Right now all contiguous calls to asm.js within a single module get summarized as a single entry but we're now getting requests for per-function profile info. My initial inclination is to the pseudo-stack as this slows down the code and requires recompilation. Instead, I was thinking of chaning the profiler to do exact stack-walking like one might do for C++ by maintaining a [pc -> frame-offset] mapping in the AsmJSModule. (Calls into and out of asm.js would still maintain a single per-activation entry on the SPS stack that delimited the precise stack range.) This would mean a new SPS frame format which in theory Ion could also use in the future.
Ideally if asm.js can follow the ABI of the platform then we only need to provide an internal addr2line like function. The only tricky thing would be that would need an addr2line like function for asm.js code that has since be discard (say you profile, close a tab and want to dump the profile and then need to call addr2line). I could provide a callback when it's safe to expire a section of addr2line mappings. This route would mean that asm.js plays better with any profiler and debugger (although likely symbolication may still be busted for them). We could also make your approach work too.
If we were able to make asm.js play better with ordinary profilers/debuggers, that would be ideal but given that those tools will be looking for symbol information in a section of the executable (or in a side pdb), I don't see how that would work with dynamic codegen (unless the existing standard had some hooks we could abuse). Without the advantage of making existing tools work, I'd rather avoid the per-platform work required. Also, iirc, the C++ profiler is not exact so random stuff on the stack can be interpreted as a return address. It'd be nice if the asm.js profile info was exact.
(In reply to Luke Wagner [:luke] from comment #2) > Also, iirc, the C++ profiler is not exact so random stuff on the stack can > be interpreted as a return address. It'd be nice if the asm.js profile info > was exact. Would be nice if you filed a bug for those. You may be talking about JIT frames that we don't filter out.
(In reply to Benoit Girard (:BenWa) from comment #3) What I'm talking about is that, last I was told (by you, I think), the C++ stack walker doesn't use EH or other stack-frame-size info to walk the stack but, rather, it looks at every word (that is not marked as part of the JS stack), looks it up (presumably using addr2line) and if there is a hit, puts that in the callstack. Is that correct?
(In reply to Luke Wagner [:luke] from comment #4) > (In reply to Benoit Girard (:BenWa) from comment #3) > What I'm talking about is that, last I was told (by you, I think), the C++ > stack walker doesn't use EH or other stack-frame-size info to walk the stack > but, rather, it looks at every word (that is not marked as part of the JS > stack), looks it up (presumably using addr2line) and if there is a hit, puts > that in the callstack. Is that correct? This is called 'stack-scanning'. We tried building this a long time ago but it *horrible*. We would look for addresses in the stack that point to code section where it was a call site.
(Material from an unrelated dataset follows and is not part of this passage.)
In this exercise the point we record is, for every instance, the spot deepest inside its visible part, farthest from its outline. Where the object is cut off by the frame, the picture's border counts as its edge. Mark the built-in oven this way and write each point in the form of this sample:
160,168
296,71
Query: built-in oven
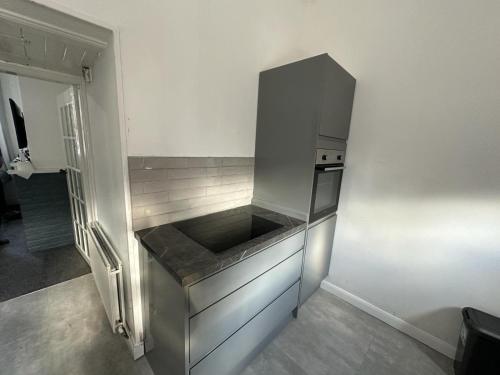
327,180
This doesn't work at all because a function would return leaving it's returning information on the stack. Then something else would later increment the stack pointer to include the old return address but not re-initialize that data. So we frequently found stale return addresses on the stack making stack scanning not viable. We instead use either a system unwinder (windows), a custom frame pointer unwinder (mac) or a custom EHABI unwinder (mobile).
Ok, I guess bug 875131 really confused me on what you said SPS was doing and what you said didn't work. Still, it seems easier to just have a new SPS frame type that claims a region of the stack which can then be unwound using basic stack-frame size info stord in the AsmJSModule.
Possibly related: There exists bug 914561, for saving the register info when entering JITcode and storing the address of that frame in the SPS stack, so that when the native unwinder runs into JITcode (or, as a special case, if the sample occurs there) and fails, we can skip over the JS part of the stack and restart from the saved state. In particular, when I talked with :nbp and :djvj about this at a work week last year, we came to the conclusion that trying to generate unwind info wouldn't be practical for Ion, because (I'm told) it emits a lot of push/pop-equivalents instead of preallocating the space when entering the function (or, if the frame truly needs to be variable-sized, using a frame pointer as GCC does for VLAs/alloca), and each one would have to start a separate "function" for EH. But it sounds like that's not the case for Odin.
It's also the case for Odin that we have to handle push/pop during the frame (either from the regalloc or as part of the call sequence). My rough plan is to instrument the MacroAssembler to record these ranges and build a big sorted list so that once can map pc -> stack-size. This could be used to work for general Ion, but the problem is that the [pc -> stack-size] map would be for the whole IonRuntime (or Zone or Compartment) and constantly updated, presenting possible (but solvable) race condition.
This bug has gone stale. asm.js profiling support will draft off of the more general Ion profiler work in bug 994136 and dependents.